Dr. Dorothy Jenkins Fields is a contributor to the Miami Times, South Florida’s oldest black newspaper. Since 2008, Fields has been a freelance columnist with the Miami Herald Her monthly column titled, Black In Time, chronicles the black experience in Miami-Dade County from 1896 to the present, and brings it forward.


In 2010, WPLG, South Florida PBS, produced a documentary, “Parallel Lives,” highlighting Fields’ family and career development with her mentor and friend, Historian Arva Moore Parks McCabe. The documentary was in collaboration with the International Women’s Forum (IWF).

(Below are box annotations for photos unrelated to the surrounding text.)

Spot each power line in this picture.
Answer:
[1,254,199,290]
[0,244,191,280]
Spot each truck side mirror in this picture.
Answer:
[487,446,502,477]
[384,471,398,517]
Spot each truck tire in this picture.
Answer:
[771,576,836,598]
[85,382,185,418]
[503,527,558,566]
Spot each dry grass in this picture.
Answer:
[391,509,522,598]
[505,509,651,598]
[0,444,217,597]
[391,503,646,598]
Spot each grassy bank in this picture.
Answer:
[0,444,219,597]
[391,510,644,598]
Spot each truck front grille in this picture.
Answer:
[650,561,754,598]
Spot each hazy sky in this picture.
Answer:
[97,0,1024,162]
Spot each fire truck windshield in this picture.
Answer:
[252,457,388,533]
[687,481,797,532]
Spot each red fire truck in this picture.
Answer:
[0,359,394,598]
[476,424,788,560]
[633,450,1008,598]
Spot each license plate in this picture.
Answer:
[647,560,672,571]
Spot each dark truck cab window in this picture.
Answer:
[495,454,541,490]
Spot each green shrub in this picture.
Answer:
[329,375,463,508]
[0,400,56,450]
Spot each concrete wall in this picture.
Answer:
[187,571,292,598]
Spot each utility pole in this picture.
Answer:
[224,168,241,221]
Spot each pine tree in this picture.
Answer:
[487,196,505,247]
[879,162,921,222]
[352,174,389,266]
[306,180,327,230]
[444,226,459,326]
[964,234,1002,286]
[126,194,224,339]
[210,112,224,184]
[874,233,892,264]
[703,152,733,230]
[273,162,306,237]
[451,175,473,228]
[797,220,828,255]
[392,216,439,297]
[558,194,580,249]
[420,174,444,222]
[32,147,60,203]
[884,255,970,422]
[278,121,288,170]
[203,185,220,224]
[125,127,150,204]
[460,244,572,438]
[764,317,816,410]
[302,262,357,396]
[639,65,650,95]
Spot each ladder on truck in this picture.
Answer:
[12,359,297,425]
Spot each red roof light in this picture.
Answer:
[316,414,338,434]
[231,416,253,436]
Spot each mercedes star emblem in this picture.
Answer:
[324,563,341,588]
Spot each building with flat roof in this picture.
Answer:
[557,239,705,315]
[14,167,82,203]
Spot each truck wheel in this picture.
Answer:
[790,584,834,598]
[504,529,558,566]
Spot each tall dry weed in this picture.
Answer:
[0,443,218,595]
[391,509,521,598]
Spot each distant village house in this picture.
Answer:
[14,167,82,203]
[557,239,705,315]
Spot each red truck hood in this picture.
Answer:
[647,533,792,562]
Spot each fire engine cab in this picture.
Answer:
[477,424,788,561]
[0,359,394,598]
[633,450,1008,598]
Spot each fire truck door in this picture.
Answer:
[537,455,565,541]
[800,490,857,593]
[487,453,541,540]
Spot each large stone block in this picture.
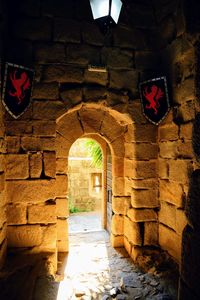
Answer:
[112,197,131,215]
[5,154,29,179]
[28,204,56,224]
[158,123,179,141]
[56,198,69,218]
[181,225,200,295]
[57,219,68,241]
[33,82,58,100]
[159,224,182,263]
[29,152,42,178]
[131,189,159,208]
[158,201,176,231]
[125,143,158,160]
[125,124,157,143]
[111,215,124,235]
[159,180,184,207]
[144,222,158,246]
[110,234,124,248]
[169,160,193,184]
[124,217,142,246]
[54,18,81,43]
[6,205,27,225]
[6,179,56,204]
[43,151,56,178]
[127,208,158,222]
[124,159,157,179]
[7,225,42,248]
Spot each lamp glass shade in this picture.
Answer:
[90,0,110,20]
[111,0,122,24]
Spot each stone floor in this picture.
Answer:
[0,214,177,300]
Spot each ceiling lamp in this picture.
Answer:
[90,0,122,33]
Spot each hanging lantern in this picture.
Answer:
[90,0,122,33]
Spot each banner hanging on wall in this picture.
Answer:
[139,76,170,125]
[2,63,34,119]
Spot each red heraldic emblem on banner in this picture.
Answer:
[139,76,170,125]
[2,63,34,119]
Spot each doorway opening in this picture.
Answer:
[68,138,104,233]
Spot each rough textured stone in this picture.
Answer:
[127,208,157,222]
[6,179,55,204]
[144,222,158,246]
[159,201,178,230]
[111,215,124,235]
[28,204,56,224]
[131,189,158,208]
[159,224,182,263]
[159,180,183,207]
[6,154,29,179]
[29,152,42,178]
[124,217,142,246]
[56,198,69,218]
[112,197,131,215]
[43,151,56,178]
[7,225,42,248]
[7,205,27,225]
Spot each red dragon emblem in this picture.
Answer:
[9,70,31,104]
[143,85,164,115]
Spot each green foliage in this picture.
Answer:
[85,139,103,169]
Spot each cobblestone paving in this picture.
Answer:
[34,231,177,300]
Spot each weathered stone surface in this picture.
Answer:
[7,225,42,248]
[159,180,183,207]
[131,189,158,208]
[169,160,193,184]
[57,112,83,143]
[56,198,69,218]
[159,224,182,263]
[57,219,68,241]
[43,64,83,83]
[100,113,126,142]
[67,44,100,65]
[14,18,52,41]
[33,82,58,100]
[34,43,66,63]
[6,179,55,204]
[6,205,27,225]
[158,159,169,179]
[5,136,20,153]
[29,152,42,178]
[125,143,158,160]
[125,120,157,143]
[79,107,105,133]
[56,175,68,197]
[124,217,142,246]
[144,222,158,246]
[158,124,179,141]
[110,234,124,248]
[159,141,178,158]
[33,100,66,120]
[54,18,81,43]
[5,154,29,179]
[56,158,67,174]
[110,70,138,96]
[111,215,124,235]
[124,159,157,179]
[28,204,56,224]
[159,201,178,231]
[84,70,108,86]
[43,151,56,178]
[112,197,131,215]
[127,208,158,222]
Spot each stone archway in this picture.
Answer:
[56,104,158,258]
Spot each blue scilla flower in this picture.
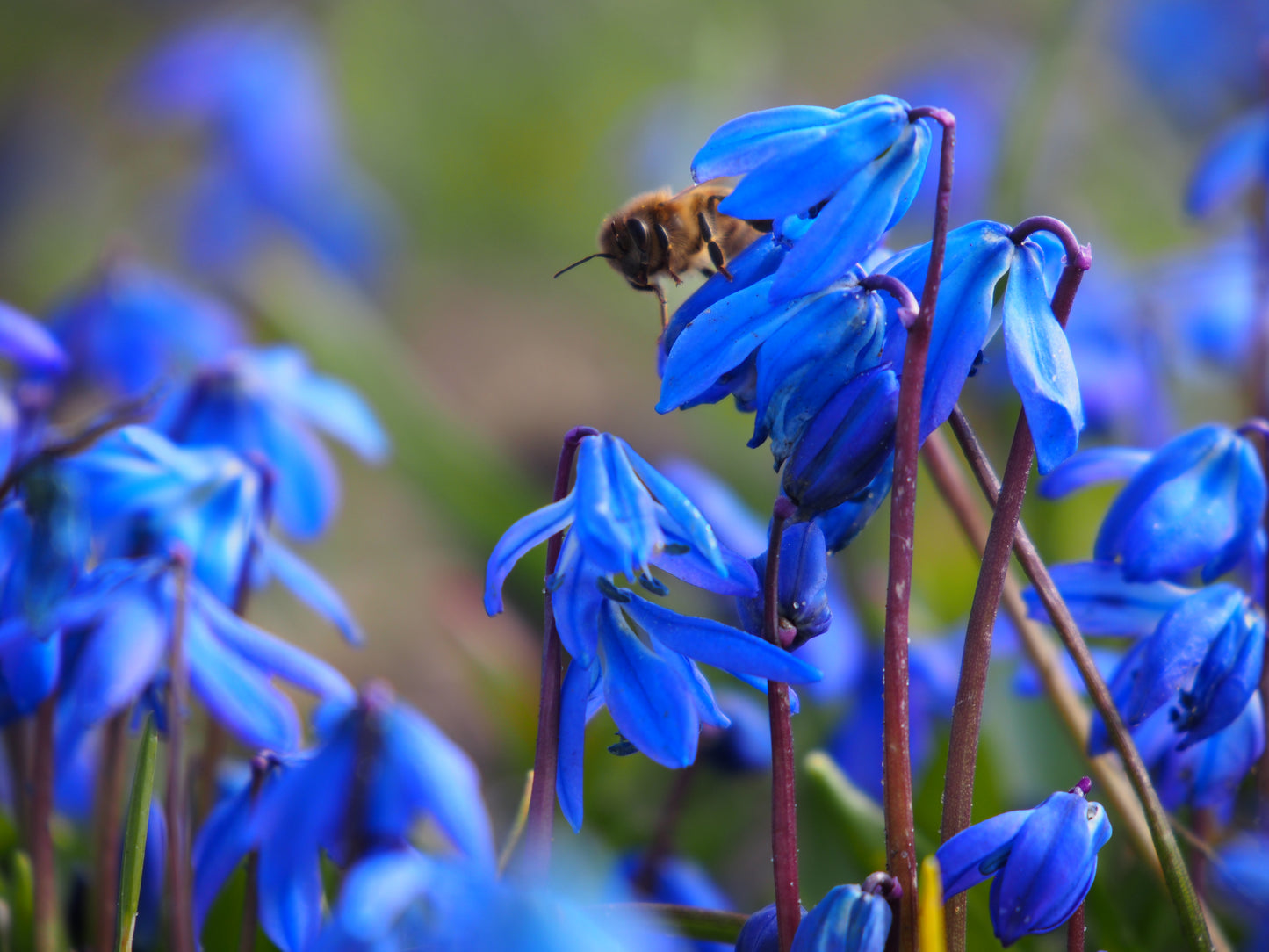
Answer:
[159,345,388,539]
[62,427,362,642]
[552,571,819,830]
[131,15,393,290]
[229,682,494,952]
[936,779,1110,947]
[51,256,245,396]
[1041,424,1269,581]
[876,220,1084,472]
[692,95,930,302]
[1132,692,1265,823]
[664,459,865,705]
[1186,108,1269,217]
[1090,584,1265,753]
[42,558,353,750]
[485,433,758,626]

Of all that she has achieved, she is most proud of her two accomplished daughters, Katherine Fields Kpehyee Marsh, Esq. (Marcus) and Edda L. Fields-Black, Ph.D. (Samuel W.) and four promising grandchildren.


In partnership with the Greater Miami Convention and Visitors Bureau Dr. Dorothy Jenkins Fields is helping to bring visitors to Miami-Dade County. Her company, Society Socials & Reunions, LLC is Miami’s “go-to” destination company for reunions and events with four or more in the group.


A Miami Begins with Me Customer Service Champion of the GMCVB, Dr. Fields is also a Miami Begins with Me Customer Service Champion of the GMCVB.